Question

An object is at rest at `(2 ,1 ,6 )` and constantly accelerates at a rate of `1/4 m/s^2` as it moves to point B. If point B is at `(3 ,4 ,7 )`, how long will it take for the object to reach point B? Assume that all coordinates are in meters.

Answer 1

It will take the object `5` seconds to reach point B.

Explanation:

You can use the equation
`r = v \Delta t + 1/2 a \Delta t^2`
where `r` is the separation between the two points, `v` is the initial velocity (here `0`, as at rest), `a` is acceleration and `\Delta t` is the elapsed time (which is what you want to find).

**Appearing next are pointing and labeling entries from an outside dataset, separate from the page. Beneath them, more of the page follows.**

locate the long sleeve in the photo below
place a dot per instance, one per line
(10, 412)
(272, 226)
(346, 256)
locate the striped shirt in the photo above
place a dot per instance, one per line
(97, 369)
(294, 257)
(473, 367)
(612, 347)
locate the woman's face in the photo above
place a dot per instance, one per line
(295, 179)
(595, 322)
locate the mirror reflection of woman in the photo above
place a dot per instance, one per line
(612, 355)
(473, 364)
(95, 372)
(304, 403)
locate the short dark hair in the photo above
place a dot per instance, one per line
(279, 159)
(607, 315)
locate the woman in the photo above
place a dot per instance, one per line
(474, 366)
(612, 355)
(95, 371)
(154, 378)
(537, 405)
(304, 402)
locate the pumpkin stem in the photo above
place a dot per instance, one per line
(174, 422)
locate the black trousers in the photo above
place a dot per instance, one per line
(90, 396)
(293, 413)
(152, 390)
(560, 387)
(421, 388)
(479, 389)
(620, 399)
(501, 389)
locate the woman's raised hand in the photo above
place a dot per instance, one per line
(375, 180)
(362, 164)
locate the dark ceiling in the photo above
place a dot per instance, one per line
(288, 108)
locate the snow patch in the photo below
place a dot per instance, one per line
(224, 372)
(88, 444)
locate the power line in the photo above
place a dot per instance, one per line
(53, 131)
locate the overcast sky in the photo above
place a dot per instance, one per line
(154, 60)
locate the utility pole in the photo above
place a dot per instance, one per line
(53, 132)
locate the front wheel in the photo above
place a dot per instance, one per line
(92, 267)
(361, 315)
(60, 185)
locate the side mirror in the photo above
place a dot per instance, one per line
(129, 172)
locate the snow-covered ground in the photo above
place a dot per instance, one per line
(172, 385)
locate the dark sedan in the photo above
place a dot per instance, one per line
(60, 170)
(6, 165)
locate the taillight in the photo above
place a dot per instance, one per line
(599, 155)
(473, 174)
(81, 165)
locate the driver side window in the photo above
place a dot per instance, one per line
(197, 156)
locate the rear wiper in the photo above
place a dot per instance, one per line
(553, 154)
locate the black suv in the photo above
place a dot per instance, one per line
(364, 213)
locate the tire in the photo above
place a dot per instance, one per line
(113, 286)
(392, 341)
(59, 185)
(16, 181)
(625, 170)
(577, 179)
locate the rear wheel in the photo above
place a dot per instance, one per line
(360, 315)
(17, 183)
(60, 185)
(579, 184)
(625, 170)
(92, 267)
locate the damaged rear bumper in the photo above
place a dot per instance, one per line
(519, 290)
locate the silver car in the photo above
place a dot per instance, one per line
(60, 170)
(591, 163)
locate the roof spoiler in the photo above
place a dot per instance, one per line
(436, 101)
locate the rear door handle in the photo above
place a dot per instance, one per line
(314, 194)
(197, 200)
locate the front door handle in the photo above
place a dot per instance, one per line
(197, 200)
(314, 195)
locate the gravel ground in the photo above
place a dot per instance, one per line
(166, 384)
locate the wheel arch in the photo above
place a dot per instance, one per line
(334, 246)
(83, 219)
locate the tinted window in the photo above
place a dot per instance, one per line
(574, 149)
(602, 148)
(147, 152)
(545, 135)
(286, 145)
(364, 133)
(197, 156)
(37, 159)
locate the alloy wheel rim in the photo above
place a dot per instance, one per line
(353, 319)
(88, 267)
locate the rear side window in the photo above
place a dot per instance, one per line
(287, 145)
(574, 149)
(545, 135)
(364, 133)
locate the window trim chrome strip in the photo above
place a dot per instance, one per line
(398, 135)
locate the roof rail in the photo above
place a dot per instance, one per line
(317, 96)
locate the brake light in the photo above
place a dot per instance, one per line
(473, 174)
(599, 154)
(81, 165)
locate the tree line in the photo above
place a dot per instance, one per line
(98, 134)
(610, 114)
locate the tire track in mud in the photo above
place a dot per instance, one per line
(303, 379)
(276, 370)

The distance between the two points is
`(3,4,7) - (2,1,6) = (3-2, 4-1, 7-6) = (1,3,1)`

r = || (1,3,1) || = `\sqrt(1^2 + 3^2 + 1^2) = \sqrt{11} = 3.3166 \text{m}`

Substitute `r = 3.3166`, `a = 1/4` and `v=0` into the equation given above
`3.3166 = 0 + 1/2 1/4 \Delta t^2` Rearrange for `\Delta t`
`\Delta t = \sqrt{(8)(3.3166)}`
`\Delta t = 5.15 \text{s}`

Round to however many decimal places are requested, or to significant figures, of which here there is one, so `5s`.